The benefits of exercise during pregnancy are numerous and beyond the scope of this article. From a public health perspective, women who enter pregnancy meeting the recommended levels of physical activity are much more likely to continue exercise throughout pregnancy (16). Similarly, women who exercise during pregnancy are more likely to resume exercise in the postpartum period (16). Regular physical activity throughout pregnancy is associated with a lower risk of gestational diabetes and a lower risk of hypertensive disorders of pregnancy (12), not to mention lower rates of obesity and excessive maternal weight gain during pregnancy (13,18). All of which translate into improvements in the long-term health of women. Considering more than six million women are pregnant each year in the United States (5), medicine has an obligation to promote a healthy lifestyle to women during this phase of life. Anything short of that would be unethical (20). Not only should providers counsel women during pregnancy, but also they should discuss exercise as a part of preconceptional care, and counseling should extend into the postpartum period.
The American College of Sports Medicine’s Exercise is Medicine® program is committed to improving the role and influence of health care in promoting regular physical activity.
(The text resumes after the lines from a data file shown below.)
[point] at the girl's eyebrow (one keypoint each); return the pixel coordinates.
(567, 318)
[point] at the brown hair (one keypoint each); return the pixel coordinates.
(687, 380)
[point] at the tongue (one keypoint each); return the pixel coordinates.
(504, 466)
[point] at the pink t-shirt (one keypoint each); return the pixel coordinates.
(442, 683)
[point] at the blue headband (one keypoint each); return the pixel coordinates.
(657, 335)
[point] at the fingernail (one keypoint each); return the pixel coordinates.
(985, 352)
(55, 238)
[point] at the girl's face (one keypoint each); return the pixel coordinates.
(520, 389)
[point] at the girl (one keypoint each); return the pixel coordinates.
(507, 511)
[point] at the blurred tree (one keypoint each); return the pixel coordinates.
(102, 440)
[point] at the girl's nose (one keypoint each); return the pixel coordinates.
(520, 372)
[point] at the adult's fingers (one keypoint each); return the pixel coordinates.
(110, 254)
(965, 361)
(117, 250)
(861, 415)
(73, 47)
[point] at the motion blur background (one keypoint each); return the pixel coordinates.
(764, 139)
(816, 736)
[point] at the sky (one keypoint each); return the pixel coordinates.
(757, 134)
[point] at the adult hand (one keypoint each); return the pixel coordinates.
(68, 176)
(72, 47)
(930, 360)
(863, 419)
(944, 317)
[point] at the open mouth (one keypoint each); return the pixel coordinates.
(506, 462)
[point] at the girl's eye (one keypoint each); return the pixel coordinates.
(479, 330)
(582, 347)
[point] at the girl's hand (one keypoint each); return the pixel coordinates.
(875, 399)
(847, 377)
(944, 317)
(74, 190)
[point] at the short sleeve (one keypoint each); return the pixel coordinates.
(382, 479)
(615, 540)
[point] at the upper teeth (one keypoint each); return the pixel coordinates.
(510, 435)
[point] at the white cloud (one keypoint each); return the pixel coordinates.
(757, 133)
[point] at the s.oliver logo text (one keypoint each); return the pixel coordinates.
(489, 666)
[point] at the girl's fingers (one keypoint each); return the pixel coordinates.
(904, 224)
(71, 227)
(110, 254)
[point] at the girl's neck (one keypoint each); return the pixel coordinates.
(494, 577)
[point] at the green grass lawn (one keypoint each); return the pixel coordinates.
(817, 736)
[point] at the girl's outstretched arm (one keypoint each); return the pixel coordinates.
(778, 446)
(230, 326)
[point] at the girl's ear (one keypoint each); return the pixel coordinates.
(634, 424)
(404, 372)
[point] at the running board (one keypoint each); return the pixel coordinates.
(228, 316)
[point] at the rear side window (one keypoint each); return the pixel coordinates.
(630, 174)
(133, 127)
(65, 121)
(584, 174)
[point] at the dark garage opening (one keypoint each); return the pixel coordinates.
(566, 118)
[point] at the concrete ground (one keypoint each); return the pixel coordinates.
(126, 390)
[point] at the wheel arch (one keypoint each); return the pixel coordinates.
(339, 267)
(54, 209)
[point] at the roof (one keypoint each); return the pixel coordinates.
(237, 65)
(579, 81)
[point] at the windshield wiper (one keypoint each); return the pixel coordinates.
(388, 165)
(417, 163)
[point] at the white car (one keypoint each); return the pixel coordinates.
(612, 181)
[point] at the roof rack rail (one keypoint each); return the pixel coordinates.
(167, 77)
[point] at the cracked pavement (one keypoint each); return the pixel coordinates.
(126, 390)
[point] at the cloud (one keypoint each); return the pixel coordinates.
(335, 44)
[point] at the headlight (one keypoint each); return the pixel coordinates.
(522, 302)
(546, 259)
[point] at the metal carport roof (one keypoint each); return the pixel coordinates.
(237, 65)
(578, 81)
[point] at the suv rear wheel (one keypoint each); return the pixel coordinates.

Implementation of the PAVS tool to assess physical activity during pregnancy, along with integration of the five A’s behavioral approach, is a strategy that most prenatal care providers could integrate into the clinical care of pregnant women. Achieving this will require enhancements in the training of prenatal care providers, addition of the PAVS into the prenatal record, and tools and materials for patients. Ongoing research in this area will help further to elucidate best practice and optimal outcomes measures.
The authors declare no conflicts of interest and do not have any financial disclosures.